Bericht des Rechtsanwalts Dr. Paul Morell
Erst jetzt, viele Jahre nach jener furchtbaren Nacht, in der mein Freund Leopold Sandner seinen jähen Tod fand, habe ich auf Bitte des damaligen Ersten Staatsanwalts, jetzigen Geheimen Oberregierungsrats Dr. Johannes Sigrist, meine Anteilnahme an den Ereignissen in den hier folgenden Zeilen niedergelegt, und zwar, wiederum auf Herrn Sigrists besonderes Ansuchen, so, wie sich den Beteiligten allen damals die Dinge darstellten — nicht, wie sie nachher in Wirklichkeit waren.
Ich beginne meinen Bericht: Lisbeth, meine Frau, war nach Beendigung ihrer Aussage von dem Herrn Staatspräsidenten entlassen worden. Ich hatte sie bis zur Türbegleitet und kehrte in den Saal zurück. Ich fühlte in einer rücksichtslosen Entschlusskraft: Jetzt oder nie! Jetzt war der grosse, aber auch allerletzte Augenblick gekommen, wenn ich überhaupt noch in zwölfter Stunde das Leben meiner unglücklichen Klientin retten wollte! Ich musste blindlings Sturm laufen, um das Herz des alten Herrn drüben zu erweichen.

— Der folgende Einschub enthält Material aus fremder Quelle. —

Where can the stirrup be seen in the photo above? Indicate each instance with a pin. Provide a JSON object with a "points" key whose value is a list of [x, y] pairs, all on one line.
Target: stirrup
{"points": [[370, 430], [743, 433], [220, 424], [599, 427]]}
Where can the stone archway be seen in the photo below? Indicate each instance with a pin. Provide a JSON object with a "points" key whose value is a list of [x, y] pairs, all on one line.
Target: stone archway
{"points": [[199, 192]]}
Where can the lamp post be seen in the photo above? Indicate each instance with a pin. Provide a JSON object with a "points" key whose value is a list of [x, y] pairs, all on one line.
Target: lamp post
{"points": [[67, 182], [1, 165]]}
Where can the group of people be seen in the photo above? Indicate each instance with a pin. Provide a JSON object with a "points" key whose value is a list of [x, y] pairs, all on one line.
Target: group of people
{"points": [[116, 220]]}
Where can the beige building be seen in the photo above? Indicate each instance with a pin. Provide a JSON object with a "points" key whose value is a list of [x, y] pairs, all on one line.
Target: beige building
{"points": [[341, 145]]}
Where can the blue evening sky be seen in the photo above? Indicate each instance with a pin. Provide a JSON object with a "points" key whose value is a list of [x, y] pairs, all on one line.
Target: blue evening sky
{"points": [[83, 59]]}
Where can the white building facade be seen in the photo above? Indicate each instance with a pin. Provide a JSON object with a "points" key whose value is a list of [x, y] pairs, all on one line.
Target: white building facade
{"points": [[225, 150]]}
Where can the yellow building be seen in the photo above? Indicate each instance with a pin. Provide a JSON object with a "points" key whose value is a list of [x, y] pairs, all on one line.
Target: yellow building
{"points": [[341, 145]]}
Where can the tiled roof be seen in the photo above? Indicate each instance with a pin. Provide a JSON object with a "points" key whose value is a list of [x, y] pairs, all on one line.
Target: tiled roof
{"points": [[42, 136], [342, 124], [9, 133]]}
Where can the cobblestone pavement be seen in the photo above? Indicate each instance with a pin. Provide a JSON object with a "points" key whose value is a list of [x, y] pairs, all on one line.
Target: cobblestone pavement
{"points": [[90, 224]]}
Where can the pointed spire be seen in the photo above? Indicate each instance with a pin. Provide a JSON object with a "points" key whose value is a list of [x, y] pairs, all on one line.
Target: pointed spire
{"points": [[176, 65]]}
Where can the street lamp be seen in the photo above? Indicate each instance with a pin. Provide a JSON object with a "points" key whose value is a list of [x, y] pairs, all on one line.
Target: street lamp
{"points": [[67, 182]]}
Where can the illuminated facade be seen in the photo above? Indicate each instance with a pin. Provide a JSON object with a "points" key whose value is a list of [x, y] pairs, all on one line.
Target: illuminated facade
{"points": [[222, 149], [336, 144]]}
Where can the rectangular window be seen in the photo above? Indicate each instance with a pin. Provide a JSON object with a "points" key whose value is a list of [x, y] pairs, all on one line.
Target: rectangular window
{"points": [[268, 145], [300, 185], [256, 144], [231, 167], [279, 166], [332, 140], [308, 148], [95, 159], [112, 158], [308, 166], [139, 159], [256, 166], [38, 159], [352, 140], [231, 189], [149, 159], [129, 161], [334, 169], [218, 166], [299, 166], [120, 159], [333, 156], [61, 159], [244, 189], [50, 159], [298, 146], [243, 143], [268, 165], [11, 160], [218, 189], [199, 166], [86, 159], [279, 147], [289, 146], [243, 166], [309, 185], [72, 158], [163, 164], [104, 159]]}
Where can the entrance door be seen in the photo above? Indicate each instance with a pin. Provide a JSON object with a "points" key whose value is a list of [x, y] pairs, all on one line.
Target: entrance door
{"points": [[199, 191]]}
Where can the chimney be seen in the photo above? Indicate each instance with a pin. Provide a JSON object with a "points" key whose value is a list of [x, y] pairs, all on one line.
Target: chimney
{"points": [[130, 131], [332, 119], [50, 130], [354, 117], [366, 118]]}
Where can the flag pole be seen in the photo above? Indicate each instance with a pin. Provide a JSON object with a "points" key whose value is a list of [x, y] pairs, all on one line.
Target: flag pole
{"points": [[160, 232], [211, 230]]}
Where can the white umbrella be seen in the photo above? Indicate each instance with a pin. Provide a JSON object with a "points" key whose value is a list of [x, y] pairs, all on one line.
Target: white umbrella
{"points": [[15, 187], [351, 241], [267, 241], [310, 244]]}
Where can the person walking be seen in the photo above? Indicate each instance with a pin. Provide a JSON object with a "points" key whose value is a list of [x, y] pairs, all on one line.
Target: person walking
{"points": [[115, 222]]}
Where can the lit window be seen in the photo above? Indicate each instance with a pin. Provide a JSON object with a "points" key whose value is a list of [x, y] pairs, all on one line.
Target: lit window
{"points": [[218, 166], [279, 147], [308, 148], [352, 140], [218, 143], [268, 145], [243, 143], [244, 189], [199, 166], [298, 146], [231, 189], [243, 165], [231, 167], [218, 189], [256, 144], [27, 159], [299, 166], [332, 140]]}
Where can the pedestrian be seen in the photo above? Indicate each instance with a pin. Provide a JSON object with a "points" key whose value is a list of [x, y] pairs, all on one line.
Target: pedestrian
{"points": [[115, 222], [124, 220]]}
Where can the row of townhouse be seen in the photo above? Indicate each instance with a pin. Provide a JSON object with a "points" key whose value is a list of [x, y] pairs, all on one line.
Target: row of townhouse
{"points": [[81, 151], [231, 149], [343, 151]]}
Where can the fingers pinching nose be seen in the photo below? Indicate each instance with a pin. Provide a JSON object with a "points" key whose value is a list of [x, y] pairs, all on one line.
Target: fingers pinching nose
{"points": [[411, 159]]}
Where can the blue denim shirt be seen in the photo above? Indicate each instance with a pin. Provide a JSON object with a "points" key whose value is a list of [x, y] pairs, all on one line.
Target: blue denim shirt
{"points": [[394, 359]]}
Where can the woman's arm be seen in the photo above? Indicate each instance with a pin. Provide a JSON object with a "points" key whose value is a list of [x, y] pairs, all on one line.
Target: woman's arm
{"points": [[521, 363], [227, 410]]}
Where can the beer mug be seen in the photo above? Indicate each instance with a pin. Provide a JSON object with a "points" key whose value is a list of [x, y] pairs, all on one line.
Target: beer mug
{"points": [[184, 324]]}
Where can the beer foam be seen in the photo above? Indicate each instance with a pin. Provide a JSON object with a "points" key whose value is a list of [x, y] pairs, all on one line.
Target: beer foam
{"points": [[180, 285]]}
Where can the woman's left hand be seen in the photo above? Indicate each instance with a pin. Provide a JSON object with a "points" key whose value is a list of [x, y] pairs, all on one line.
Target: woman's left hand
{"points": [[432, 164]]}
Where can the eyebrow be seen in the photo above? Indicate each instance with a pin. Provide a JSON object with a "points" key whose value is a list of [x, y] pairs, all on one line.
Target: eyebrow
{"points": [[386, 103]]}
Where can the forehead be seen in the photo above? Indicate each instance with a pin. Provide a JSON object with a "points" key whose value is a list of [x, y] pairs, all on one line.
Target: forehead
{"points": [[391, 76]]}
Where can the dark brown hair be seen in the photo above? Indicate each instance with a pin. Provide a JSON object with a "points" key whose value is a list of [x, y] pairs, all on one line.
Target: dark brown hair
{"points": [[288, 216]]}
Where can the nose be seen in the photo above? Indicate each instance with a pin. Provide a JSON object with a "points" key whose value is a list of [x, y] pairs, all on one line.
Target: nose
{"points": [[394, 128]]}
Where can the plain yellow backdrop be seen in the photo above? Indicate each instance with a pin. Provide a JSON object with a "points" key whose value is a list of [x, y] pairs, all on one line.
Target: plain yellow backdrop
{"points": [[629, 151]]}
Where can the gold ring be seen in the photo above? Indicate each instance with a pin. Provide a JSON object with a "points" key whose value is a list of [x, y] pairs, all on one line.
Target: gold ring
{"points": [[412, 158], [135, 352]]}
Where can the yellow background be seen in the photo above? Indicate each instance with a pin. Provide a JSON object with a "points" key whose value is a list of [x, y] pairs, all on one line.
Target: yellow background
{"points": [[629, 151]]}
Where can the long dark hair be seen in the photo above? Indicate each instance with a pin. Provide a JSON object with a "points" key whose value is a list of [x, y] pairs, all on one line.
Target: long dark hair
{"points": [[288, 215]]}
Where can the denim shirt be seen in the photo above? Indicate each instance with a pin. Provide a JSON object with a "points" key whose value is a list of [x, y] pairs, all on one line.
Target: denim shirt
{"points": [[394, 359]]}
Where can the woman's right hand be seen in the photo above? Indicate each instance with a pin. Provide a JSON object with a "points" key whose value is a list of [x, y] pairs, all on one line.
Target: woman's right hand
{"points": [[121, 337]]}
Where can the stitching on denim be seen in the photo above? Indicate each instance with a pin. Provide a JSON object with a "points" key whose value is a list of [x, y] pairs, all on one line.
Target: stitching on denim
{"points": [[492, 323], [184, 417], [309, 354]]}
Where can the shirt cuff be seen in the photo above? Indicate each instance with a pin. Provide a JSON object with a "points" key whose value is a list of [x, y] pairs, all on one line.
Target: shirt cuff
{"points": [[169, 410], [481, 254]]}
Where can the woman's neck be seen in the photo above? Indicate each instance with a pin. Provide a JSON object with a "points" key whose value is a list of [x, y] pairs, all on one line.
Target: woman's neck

Nur helfen — helfen — helfen — diese menschliche Gewissensnot des Verteidigers im Kampf um Sein und Nichtsein — das — bei Gott im Himmel — das allein fieberte in mir! Mein ganzes Ich war mit einer verzweifelten Leidenschaft geladen, dem Tod seine Beute zu entreissen. Ich sammelte alles Temperament, alle Beredsamkeit, die Gott mir gegeben. Ich sehe mich jetzt, durch die Entfernung der Jahre, in jener längst verflossenen Stunde wie einen fremden Menschen. Dieser Mensch hatte seine Fehler und Gebrechen. Ich weiss es und gestehe es: Ich wurde damals von einem blinden Ehrgeiz durchs Leben gepeitscht. Meine forensischen Erfolge in jungen Jahren waren mir zu Kopf gestiegen und hatten mich dünkelhaft gemacht. Jähzornig war ich bis zur Selbstvergessenheit. Selbstsüchtig. Ich dachte nur an meine Karriere. Ein Blender vor den Menschen. Meine berühmten Verteidiger-Reden — ach — die waren oft genug nur noch vielerprobtes Feuerwerk. Ich fühlte in meinem Innern nichts dabei.
Aber all dies Menschliche, Allzumenschliche fiel in dieser Stunde von mir ab. In mir war nur noch reines Wollen, einem von einem fürchterlichen Schicksal bedrohten Menschen zu helfen um jeden Preis! Alles in mir schrie: Paul Morell — rufe alle guten Geister! Reisse um Gottes willen diese verblendete Frau vor dem Grab zurück, das sie sich selbst stumm und mit eigenen Händen gräbt!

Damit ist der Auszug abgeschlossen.